Me alojo en un hotel de Altamira que también tuvo su mejor tiempo. Ahora la recepción es oscura y tétrica y los cuartos otro tanto. Mis sábanas están rotas, hay cucarachas y el aire acondicionado no sirve. En un mundo donde la globalización nos unifica y banaliza, donde todo se parece a todo, este país ha decidido –o un hombre de este país ha decidido gracias a su uso del petróleo y a la infinita pobreza– que se puede ser distinto.
Por eso Venezuela es tan anacrónica, y tan perturbadora. Vengo de Colombia en donde el neoliberalismo se ha instalado como un cáncer sin que ello implique que existan menos pobres, y donde los militares han hecho creer a la población que son necesarios, que sin ellos volvería la inseguridad, la muerte. El teatro del inseguridad después de innegables décadas de violencia sin salida aparente. Pero ahora llego a un país que sólo está adelantado media hora –no una hora, como marca el huso horario–, porque así se lo ha susurrado Bolívar, el Simón Bolívar de la silla vacía, al comandante Chávez.
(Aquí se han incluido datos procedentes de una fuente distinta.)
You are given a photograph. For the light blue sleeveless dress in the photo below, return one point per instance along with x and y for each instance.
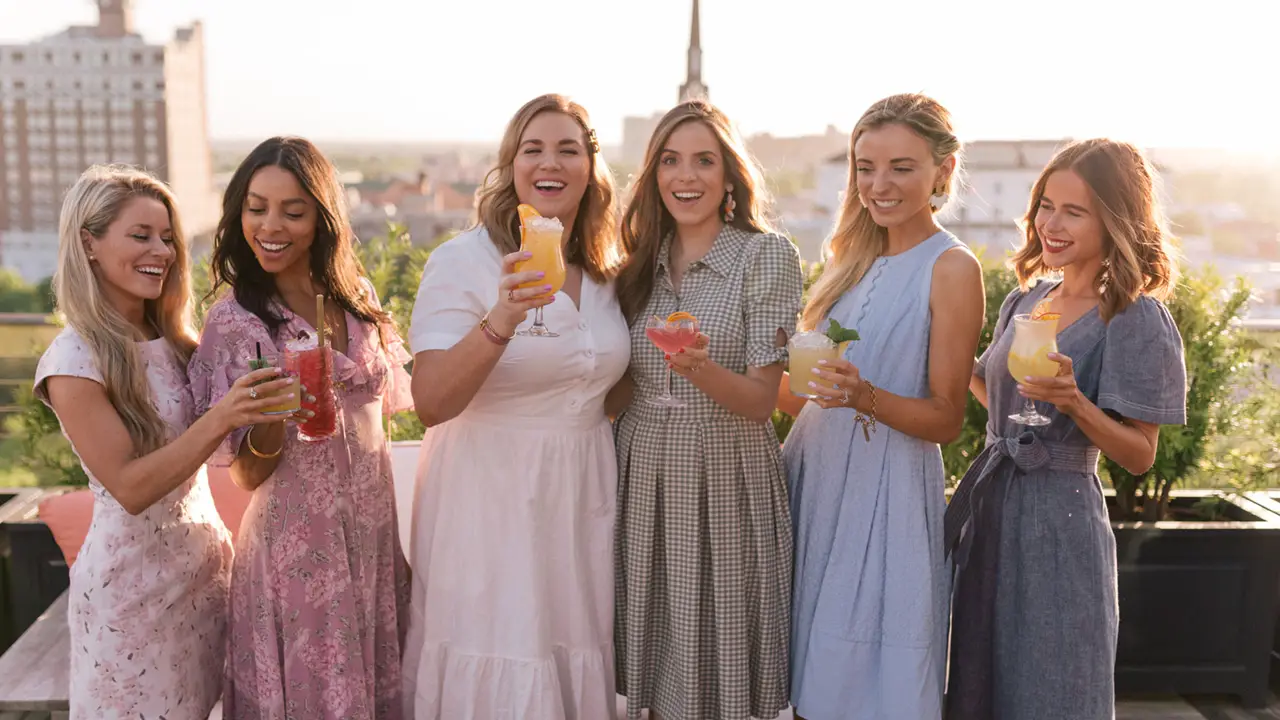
(872, 584)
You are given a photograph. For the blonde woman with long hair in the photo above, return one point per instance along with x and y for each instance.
(512, 540)
(704, 541)
(1036, 614)
(872, 586)
(149, 588)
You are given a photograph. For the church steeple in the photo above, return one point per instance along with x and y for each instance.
(693, 87)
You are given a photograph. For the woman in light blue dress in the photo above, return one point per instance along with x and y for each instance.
(872, 584)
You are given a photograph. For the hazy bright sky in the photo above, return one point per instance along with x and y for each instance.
(426, 69)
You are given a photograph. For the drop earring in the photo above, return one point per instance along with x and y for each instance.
(938, 199)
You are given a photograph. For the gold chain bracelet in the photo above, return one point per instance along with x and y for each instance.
(867, 423)
(248, 440)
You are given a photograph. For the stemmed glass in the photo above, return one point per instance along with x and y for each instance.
(671, 337)
(542, 238)
(1028, 356)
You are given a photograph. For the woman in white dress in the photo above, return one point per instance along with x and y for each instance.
(149, 589)
(512, 534)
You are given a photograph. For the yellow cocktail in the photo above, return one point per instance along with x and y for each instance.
(804, 351)
(543, 237)
(1028, 356)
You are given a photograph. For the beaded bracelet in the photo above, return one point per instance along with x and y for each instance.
(868, 424)
(492, 335)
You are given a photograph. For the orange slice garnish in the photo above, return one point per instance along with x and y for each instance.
(526, 212)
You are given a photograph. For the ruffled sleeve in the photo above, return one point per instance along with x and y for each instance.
(1143, 373)
(1006, 311)
(227, 343)
(449, 302)
(772, 299)
(68, 355)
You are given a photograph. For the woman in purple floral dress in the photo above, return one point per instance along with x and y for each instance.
(319, 587)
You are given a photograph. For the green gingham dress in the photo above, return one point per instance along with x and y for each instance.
(703, 527)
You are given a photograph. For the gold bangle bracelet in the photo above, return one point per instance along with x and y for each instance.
(248, 441)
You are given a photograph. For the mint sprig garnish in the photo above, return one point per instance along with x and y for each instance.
(839, 335)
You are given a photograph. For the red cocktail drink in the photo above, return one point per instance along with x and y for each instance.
(314, 367)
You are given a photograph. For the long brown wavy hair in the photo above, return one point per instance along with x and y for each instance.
(91, 205)
(333, 255)
(645, 222)
(858, 240)
(593, 242)
(1137, 255)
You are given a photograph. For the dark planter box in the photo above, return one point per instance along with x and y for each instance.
(1270, 501)
(1198, 601)
(14, 504)
(37, 570)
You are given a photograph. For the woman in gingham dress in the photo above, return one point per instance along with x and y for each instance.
(704, 536)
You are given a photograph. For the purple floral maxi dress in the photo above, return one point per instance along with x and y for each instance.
(319, 587)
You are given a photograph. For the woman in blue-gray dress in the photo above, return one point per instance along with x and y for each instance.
(1036, 614)
(872, 587)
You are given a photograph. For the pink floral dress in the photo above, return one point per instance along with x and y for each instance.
(147, 598)
(320, 586)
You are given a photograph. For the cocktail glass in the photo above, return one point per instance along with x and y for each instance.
(543, 237)
(312, 365)
(804, 351)
(671, 337)
(1028, 356)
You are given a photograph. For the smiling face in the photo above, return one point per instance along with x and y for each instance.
(135, 255)
(1068, 222)
(896, 174)
(691, 174)
(552, 167)
(278, 219)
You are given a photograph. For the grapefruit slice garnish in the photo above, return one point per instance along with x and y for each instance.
(526, 212)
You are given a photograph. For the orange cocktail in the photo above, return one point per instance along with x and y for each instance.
(544, 240)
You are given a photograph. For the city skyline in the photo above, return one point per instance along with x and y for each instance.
(1136, 71)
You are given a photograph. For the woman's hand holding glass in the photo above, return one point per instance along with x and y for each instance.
(513, 301)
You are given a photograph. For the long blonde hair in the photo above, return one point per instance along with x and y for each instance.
(593, 244)
(1137, 255)
(858, 240)
(647, 222)
(91, 205)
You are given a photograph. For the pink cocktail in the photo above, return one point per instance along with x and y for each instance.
(671, 336)
(314, 367)
(672, 340)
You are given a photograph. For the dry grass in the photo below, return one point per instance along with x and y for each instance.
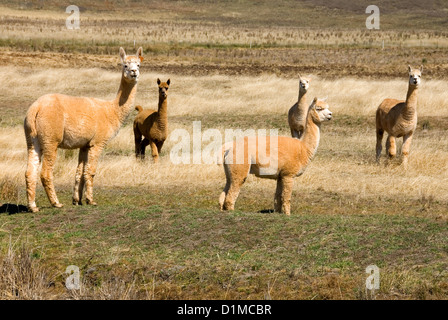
(346, 150)
(21, 275)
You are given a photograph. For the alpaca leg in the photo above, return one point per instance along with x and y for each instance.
(79, 177)
(143, 145)
(391, 147)
(34, 155)
(287, 183)
(137, 142)
(154, 151)
(232, 195)
(379, 144)
(407, 139)
(223, 195)
(48, 161)
(89, 172)
(294, 134)
(278, 196)
(237, 178)
(159, 145)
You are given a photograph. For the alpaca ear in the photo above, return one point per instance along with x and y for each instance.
(122, 55)
(140, 53)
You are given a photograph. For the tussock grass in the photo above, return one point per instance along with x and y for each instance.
(157, 233)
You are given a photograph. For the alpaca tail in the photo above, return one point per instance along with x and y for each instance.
(225, 149)
(30, 121)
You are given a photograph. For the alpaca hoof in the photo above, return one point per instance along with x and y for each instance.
(91, 202)
(77, 202)
(33, 209)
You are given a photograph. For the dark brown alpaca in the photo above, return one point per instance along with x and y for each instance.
(152, 125)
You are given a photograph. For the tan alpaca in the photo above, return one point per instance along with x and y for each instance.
(283, 159)
(399, 119)
(297, 113)
(58, 121)
(152, 125)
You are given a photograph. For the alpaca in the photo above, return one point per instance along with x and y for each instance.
(297, 113)
(58, 121)
(399, 119)
(152, 125)
(288, 158)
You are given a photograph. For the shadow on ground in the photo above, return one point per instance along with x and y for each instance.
(11, 208)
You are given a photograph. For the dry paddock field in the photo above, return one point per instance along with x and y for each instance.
(157, 232)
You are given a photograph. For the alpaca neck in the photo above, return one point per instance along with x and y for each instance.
(411, 102)
(302, 98)
(302, 106)
(162, 111)
(310, 140)
(124, 101)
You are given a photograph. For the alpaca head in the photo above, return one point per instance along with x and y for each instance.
(320, 111)
(415, 76)
(163, 88)
(304, 83)
(131, 65)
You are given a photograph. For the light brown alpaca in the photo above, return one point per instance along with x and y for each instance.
(283, 159)
(297, 113)
(58, 121)
(399, 119)
(152, 125)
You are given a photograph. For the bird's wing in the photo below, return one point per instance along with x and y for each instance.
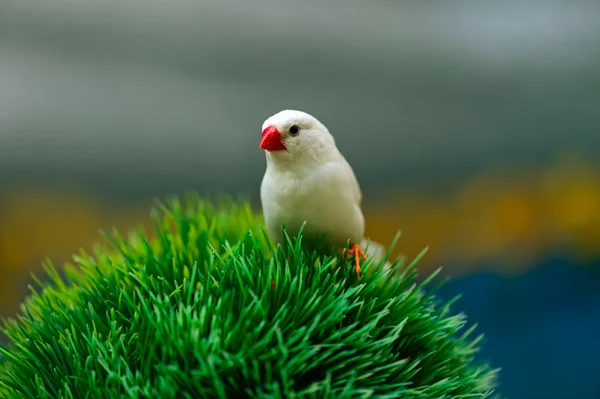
(353, 181)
En las calles de Colombia abundan los indigentes –desechables, les dicen–. En Venezuela abundan los indigentes, pero sobre todo los locos. Te detienen en la calle y te gritan, casi te escupen que “Dios te salvará” o “que Perdió España”, o que “Un cataclismo nos fulminará peor que el diluvio”. En Colombia la Quinta de Bolívar es como una casa de muñecas y hasta la gorra masónica tejida del libertador descansa: el pasado es un museo, una antigüalla, lejano. En Venezuela la Quinta de Anauco, en medio de una ciudad caótica, con un tráfico que a ciertas horas hace palidecer al de Ciudad de México, no hay nada en sus muros que haya pertenecido a Bolívar. La llenaron con muebles antiguos, figuras coloniales, rejas de catedral: el pasado no importa. Bolívar es el presente, nos mira detrás de Chávez con su nariz de pirata y sus ridículos caireles. Un decreto mundial debería prohibir los retratos, bustos, estatuas de próceres. Incluso debería erradicarlos de los billetes.
La alegría perdida
Y la gente se encuentra malencarada, ha perdido la fiesta, o la esperanza. “La revolución no retrocede”, es alguno de los lemas de un gobierno que llegó no por la vía revolucionaria, sino por elección y que ha desmantelado la democracia. Ésa es una paradoja sustancial: en Venezuela te das cuenta de cuán vacías están todas las palabras en el mundo contemporáneo: nada quiere decir revolución, libertad, democracia. Nada: son palabras huecas, necias para los oídos locos de unos ciudadanos globales que, tampoco, sabemos ya cómo estar en el mundo.
Pero todo esto, en este lugar, te obliga a pensar. ¿Sirve de algo la democracia, o es un mito? Nos han dicho que la inventaron los atenienses cuando descubrieron que necesitaban los unos de los otros, que eso era la civilización. Aunque sólo votaban los ciudadanos, aquellos que podían tener esclavos.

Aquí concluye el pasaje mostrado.